Ein „Stützpfeiler“ um solche gewalttätig gewordenen Jugendlichen aufzufangen und zu „erreichen“, sowie Gegenspieler der verständnisvollen und akzeptierenden Pädagogik, stellt die konfrontative Pädagogik dar, welche auch zu heftigen kontroversen Diskussionen führt.
In dieser Hausarbeit soll es speziell um Konfliktarbeit sowie Konfliktbewältigungsstrategien der konfrontativen Pädagogik gehen. Diese Hausarbeit will ausgewählte, aus der konfrontativen Pädagogik entspringende Ansätze und Methoden genauer erläutern und darstellen. Zu Beginn sollen die Begriffe der „Konfrontation“ und der „konfrontativen Pädagogik“ ausreichend definiert werden. Fortführend wird das Coolness-Training als auch das Anti-Aggressivitäts-Training ausführlicher besprochen. Ein weiterer Punkt gilt der Kritik. Zum Schluss hin soll eine mögliche Alternative zur konfrontativen Pädagogik angeboten werden. Das Fazit am Ende dient der Zusammenfassung der bereits beschriebenen Teilgebiete und der Ansicht des Autors.
Lexikalisch meint der lateinische Begriff der „Konfrontation“ eine Gegenüberstellung, Auseinandersetzung, Kollision, Konflikt, Streit oder Zusammenbruch. „Konfrontieren“ (lat. confrontare) meint eine Gegenüberstellung nicht übereinstimmender Personen und Meinungen.[4]

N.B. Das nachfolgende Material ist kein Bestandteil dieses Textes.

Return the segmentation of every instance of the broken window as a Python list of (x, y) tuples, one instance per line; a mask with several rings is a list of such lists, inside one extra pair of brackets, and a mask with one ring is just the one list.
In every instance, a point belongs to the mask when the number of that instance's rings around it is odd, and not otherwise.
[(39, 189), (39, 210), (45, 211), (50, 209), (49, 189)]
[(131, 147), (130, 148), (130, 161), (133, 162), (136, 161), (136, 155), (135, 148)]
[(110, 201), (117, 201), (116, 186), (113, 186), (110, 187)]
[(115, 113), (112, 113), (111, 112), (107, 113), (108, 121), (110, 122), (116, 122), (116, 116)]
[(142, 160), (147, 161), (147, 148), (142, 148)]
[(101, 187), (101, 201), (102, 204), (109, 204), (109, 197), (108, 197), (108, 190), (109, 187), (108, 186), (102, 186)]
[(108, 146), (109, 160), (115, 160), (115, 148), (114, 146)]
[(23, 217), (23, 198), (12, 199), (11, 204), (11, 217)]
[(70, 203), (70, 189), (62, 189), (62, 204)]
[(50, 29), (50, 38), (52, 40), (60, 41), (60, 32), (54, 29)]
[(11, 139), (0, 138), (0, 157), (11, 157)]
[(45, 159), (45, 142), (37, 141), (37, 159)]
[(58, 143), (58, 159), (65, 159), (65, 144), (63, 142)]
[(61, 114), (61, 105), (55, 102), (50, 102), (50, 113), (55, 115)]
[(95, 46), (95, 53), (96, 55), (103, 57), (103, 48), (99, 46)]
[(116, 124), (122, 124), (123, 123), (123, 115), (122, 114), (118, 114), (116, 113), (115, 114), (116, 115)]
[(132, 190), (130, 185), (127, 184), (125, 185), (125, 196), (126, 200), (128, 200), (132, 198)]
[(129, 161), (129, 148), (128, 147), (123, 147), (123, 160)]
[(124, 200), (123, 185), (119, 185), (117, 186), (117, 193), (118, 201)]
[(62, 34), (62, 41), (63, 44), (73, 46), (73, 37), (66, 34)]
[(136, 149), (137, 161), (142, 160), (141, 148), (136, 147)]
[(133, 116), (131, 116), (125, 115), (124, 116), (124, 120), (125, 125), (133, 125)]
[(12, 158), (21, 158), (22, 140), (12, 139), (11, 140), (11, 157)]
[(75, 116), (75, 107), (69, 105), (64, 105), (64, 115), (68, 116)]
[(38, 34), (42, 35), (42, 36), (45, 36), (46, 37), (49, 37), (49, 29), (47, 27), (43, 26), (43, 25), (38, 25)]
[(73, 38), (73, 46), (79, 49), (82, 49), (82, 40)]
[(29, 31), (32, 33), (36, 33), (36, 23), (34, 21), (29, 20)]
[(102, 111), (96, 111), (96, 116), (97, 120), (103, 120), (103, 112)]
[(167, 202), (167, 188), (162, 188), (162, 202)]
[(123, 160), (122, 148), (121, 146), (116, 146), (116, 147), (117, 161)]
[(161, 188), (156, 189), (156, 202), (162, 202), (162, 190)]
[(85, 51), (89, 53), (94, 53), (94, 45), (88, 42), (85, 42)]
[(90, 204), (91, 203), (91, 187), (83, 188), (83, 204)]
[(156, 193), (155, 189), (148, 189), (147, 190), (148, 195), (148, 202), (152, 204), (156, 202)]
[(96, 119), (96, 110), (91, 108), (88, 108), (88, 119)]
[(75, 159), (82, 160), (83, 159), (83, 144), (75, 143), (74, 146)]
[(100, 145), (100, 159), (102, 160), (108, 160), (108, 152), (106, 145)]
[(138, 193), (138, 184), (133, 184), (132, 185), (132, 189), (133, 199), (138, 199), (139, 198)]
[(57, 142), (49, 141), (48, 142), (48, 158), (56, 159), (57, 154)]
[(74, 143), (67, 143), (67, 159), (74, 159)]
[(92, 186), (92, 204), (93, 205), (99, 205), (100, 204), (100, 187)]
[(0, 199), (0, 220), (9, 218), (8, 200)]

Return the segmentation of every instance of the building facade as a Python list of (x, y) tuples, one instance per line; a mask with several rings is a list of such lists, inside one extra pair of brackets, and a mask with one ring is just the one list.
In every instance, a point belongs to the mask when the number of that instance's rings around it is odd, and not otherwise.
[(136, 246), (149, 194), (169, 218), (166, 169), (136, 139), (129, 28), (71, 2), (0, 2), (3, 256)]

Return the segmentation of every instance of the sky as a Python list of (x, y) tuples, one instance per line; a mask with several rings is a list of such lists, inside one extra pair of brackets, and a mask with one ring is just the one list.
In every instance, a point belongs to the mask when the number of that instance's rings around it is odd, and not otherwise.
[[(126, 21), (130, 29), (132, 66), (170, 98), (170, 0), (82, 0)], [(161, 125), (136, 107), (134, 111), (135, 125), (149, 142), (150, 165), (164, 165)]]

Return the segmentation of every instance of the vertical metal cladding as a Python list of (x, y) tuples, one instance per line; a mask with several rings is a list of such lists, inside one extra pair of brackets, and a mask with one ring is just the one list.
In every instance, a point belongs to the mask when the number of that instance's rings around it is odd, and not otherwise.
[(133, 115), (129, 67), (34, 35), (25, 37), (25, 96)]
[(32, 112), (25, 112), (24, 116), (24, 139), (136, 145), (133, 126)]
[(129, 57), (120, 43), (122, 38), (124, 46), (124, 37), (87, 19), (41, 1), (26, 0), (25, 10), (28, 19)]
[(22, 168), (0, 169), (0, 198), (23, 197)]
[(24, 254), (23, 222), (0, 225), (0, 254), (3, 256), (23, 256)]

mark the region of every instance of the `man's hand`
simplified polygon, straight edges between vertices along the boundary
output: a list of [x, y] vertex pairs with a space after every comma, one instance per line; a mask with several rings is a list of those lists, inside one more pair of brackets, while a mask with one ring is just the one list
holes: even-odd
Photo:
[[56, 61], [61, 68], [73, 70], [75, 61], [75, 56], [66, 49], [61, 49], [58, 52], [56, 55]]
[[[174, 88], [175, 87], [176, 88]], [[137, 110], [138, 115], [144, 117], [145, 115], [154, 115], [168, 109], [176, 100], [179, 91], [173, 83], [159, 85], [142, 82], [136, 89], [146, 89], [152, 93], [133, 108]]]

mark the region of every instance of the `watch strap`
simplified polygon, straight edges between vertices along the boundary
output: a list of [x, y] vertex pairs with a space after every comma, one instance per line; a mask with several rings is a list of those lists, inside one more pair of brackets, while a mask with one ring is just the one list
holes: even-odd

Rainer Kilb definiert den Begriff „konfrontative Pädagogik“ als, „…ausdrücklich nicht für eine in sich geschlossene pädagogische Theorie, sondern bezeichnet einen pädagogischen Handlungsstil, eine Methodik im Kontext eines auf Demokratie und auf Förderung von Selbstverantwortung des Klienten zielenden erzieherischen Prinzips. Konfrontation wird hierbei als eine von zahlreichen Interventionsformen eingesetzt.“[5]
Es handelt sich also bei der konfrontativen Pädagogik um keine eigenständige Pädagogik, sondern eher um eine konfrontative Methode eingebettet in die Pädagogik. Sie sieht sich als Ergänzung und begreift sich als „ultima ratio“, als ein letztes Mittel im Umgang mit gewalttätigen Mehrfachauffälligen, wenn akzeptierende und einfühlsame pädagogische Handlungsstile nicht mehr „greifen“ bzw. versagt haben.[6]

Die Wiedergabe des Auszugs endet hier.